La serie è scaricabile da Netflix.
Lisa Gino
Serie TV – The Knick
Due stagioni, venti puntate in totale da cinquanta minuti l’una: tanto basta per fare di The Knick una delle serie più “coraggiose” e intraprendenti tra le tante recenti che sono state prodotte sulla medicina. Dimenticatevi il cinico Dottor House, la serietà di E.R. o la pseudo comicità alla Scrubs. The Knick è una serie ambientata nel mal’equipaggiato ospedale Knickerbocker, detto Knick, nella New York di fine Ottocento. Il protagonista è John Thackery, un medico arrogante e dipendente dall’oppio e dalla cocaina (sostanza usata sperimentalmente come anestetizzante all’epoca) che diventa capo del reparto di chirurgia dell’ospedale. Al suo fianco c’è Algernon Edwards un brillante medico tornato dall’Europa a New York, dove i pazienti si rifiutano di farsi toccare da lui perché è nero.
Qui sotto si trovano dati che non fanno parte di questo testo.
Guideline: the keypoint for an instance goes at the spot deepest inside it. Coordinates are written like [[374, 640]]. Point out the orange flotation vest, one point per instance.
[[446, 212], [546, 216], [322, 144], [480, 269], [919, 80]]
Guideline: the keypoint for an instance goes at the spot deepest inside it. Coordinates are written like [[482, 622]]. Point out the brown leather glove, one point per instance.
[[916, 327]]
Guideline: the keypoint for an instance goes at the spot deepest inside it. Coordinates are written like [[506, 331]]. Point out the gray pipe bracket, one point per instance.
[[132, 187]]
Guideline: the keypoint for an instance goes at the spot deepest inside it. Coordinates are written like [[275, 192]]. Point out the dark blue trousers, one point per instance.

Una serie fortemente originale, nella quale l’accuratezza per i dettagli storici viene affiancata ad una licenza poetica e di linguaggio in grado di trasmettere allo spettatore un’immagine della società d’inizio secolo connotata da divisioni di ceto e di classe e nella quale una borghesia intellettuale (i dottori e i medici, votati alla chirurgia sperimentale in un’epoca nella quale il consenso informato non si sarebbe mai potuto immaginare) si affianca ad una borghesia “di roba” (generosi benefattori dell’ospedale, illuminati imprenditori “progressisti” in grado di cogliere nelle scoperte tecniche prestate alla medicina moderna un mercato avanguardistico, innovativo); il tutto senza trascurare la presenza di una nobiltà “stanca” e un proletariato grezzo, fatto di uomini e donne, bianchi, neri, ebrei; in una New York nella quale il miracolo di una giornata di lavoro senza incidenti si intreccia con i quartieri a luci rosse dove la prostituzione in case chiuse domina e mercifica la donna.
E come sommo Dio il “Progresso”, sia esso scientifico, chirurgico, tecnico o economico. Tutto può essere giustificato in nome del progresso, persino la dignità umana, lacerata orribilmente in quella camera chirurgica del Knick, dove razzismo, misoginia, intolleranza e lotta per la sopravvivenza hanno, nel bene, ma soprattutto nel male, disegnato le fondamenta della medicina moderna.